Monday, October 23, 2006

Father Knows Best' Star Jane Wyatt Dies


LOS ANGELES (AP) -- "To the millions watching the 1950s TV show "Father Knows Best," actress Jane Wyatt was the wholesome stay-at-home mom who, the series' title notwithstanding, could be counted on every week to solve crises on the homefront.

"Each script always solved a little problem that was universal," she told The Associated Press in 1989. "It appealed to everyone. I think the world is hankering for a family. People may want to be free, but they still want a nuclear family."

Wyatt, who won three Emmy Awards, died Friday in her sleep of natural causes at her Bel-Air home, according to publicist Meg McDonald. She was 96.

"Ninety-six and a few months old is a wonderful life," her son, Christopher Ward, said Sunday.

Wyatt had a successful film career in the 1930s and '40s, notably as Ronald Colman's lover in 1937's "Lost Horizon." She worked throughout the 1970s and 80s, appearing on TV shows including "St. Elsewhere."

But it was her years as Robert Young's TV wife, Margaret Anderson, on "Father Knows Best" that brought the actress her lasting fame. She gamely delivered lines like "Eat your dinner, dear," or "How did you do in school today?"

She appeared in 207 half-hour episodes from 1954 to 1960 and won three Emmys as best actress in a dramatic series in the years 1958 to 1960. The show began as a radio sitcom in 1949; it moved to television in 1954."

My first remembered crush. At our house, Father Knows Best was staple fare, and the elegant, thin lady with the vivacious smile broke my young heart week after week. When she returned to prime time as Spock's mother, the vivacity had turned to impishness and I fell in love all over again.

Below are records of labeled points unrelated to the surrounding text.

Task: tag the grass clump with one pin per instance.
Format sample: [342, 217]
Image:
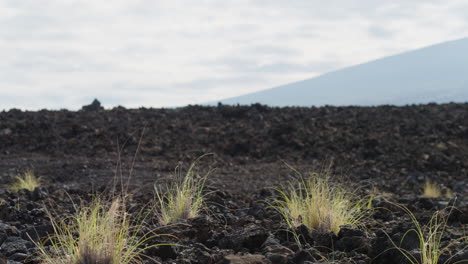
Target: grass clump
[431, 246]
[432, 190]
[98, 233]
[319, 205]
[26, 181]
[182, 198]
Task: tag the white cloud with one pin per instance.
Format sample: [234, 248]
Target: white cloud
[61, 53]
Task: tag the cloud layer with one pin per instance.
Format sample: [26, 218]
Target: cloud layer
[63, 53]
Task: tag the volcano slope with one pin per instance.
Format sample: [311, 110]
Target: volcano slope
[390, 150]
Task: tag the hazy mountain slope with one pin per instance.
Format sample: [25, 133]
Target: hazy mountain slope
[437, 73]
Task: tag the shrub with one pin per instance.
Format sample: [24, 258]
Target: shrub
[319, 205]
[27, 181]
[182, 198]
[96, 234]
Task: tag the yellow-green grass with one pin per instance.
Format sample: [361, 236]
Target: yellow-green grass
[320, 205]
[433, 190]
[181, 198]
[430, 236]
[98, 233]
[26, 181]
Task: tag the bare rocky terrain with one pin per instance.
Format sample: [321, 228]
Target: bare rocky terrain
[390, 149]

And dash it all but these shows WERE the American Family of the 50's and early 60's. Women wore dresses, men sat down to the dinner table with a tie, everyone was slender and the manners at home were impeccable. The standards were there for everyone to see and emulate, and look what's happened since mom's grew asses the size of Texas and dad's began sidling up to a meal in teeshirts and jeans. Just because society was more polite doesn't mean it did not exist. Sure things could get dicey in real life, but 'Father' was something to AIM for. Today so much of the nuclear family is something to sink to.